Zabadi mengatakan, isu untuk pembiayaan KDKMP sudah selesai sejak Menteri Keuangan Purbaya Yudhi Sadewa yang telah menggelontorkan anggaran sebesar Rp200 triliun ke perbankan Himbara. Ia menyebut dengan adanya kebijakan Menkeu Purbaya tersebut memudahkan KDKMP untuk mengakses pembiayaan ke Himbara.
"Ya nanti oleh koperasi (KDKMP) ini dapat diakses.

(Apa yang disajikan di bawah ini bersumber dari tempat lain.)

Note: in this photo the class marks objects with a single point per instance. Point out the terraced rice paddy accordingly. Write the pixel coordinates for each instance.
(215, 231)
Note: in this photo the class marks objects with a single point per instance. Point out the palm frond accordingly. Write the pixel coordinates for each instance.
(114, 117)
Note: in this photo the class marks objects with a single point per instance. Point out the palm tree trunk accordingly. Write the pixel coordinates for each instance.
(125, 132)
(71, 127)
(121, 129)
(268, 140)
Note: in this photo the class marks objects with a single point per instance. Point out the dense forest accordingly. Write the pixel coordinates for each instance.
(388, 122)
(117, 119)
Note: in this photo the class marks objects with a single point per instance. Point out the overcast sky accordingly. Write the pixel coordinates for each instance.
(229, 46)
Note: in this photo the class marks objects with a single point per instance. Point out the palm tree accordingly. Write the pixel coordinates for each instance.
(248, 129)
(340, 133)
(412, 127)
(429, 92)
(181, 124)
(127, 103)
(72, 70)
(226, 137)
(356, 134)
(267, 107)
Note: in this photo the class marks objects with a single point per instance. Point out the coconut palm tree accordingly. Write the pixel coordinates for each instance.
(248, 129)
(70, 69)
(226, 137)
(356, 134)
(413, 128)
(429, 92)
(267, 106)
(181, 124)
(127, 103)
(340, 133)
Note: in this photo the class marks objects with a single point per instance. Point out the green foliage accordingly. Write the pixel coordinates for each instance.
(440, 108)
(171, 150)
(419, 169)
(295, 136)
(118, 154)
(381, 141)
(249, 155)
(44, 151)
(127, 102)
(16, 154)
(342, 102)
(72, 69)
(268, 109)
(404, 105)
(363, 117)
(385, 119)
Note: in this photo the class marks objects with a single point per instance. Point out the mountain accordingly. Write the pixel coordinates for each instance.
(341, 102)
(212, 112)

Tentu mengakses pembiayaan ke bank perlu ada penyiapan perencanaan bisnis yang baik," ujarnya kepada wartawan usai Rapat Koordinasi Regional Operasional KDKMP di kantor Pertamina Patra Niaga Regional Sulawesi Makassar, Selasa (23/9).
Zabadi berharap, kerja sama KDKMP tidak hanya dengan Himbara, tetapi juga dengan Badan Usaha Milik Negara (BUMN) lainnya. Ia ingin Dinas Koperasi tingkat provinsi, kabupaten, kota bisa memberikan pendampingan dan sosialisasi ke KDKMP.
"Teman-teman dinas (koperasi) provinsi dan kabupaten/kota seluruh Indonesia untuk dalam waktu sesingkat-singkatnya, paling lama dalam 1-2 minggu ke depan ini sudah melakukan sosialisasi dan pendampingan kepada KDKMP di wilayah masing-masing. Untuk apa, untuk akses pembiayaan ke Himbara-nya," pesannya.
Kopdes Merah Putih Diminta Profesional Siapkan Sisi Bisnis
Zabadi berharap dengan adanya pendampingan dari Dinas Koperasi, KDKMP bisa menyiapkan secara profesional sisi bisnisnya. Diharapkan, hingga Oktober 2025, jumlah KDKMP yang mengakses pembiayaan di Himbara bisa semakin masif.
"Nah, untuk itu kita targetkan di akhir bulan ini ada sekurang lebih saat ini sudah masuk di Himbara yang sudah dinilai dan dengan kelayakannya sudah oke itu ada sekitar 1.000 (KDKMP). Diharapkan 1.000 KDKMP ini sebagai prototipe, role model bagi koperasi-koperasi lainnya," ungkapnya.
Zabadi mengungkapkan saat ini sudah ada 10.000 KDKMP yang telah beroperasional di seluruh Indonesia. Meski demikian, Zabadi berharap hingga akhir September 2025, ada 11.000 KDKMP yang bisa mengakses pembiayaan dari Himbara.
"Kemudian ini akan diakselerasi sampai dengan akhir tahun ini Insyaallah 80 ribu KDKMP ini sudah operasional," ucapnya.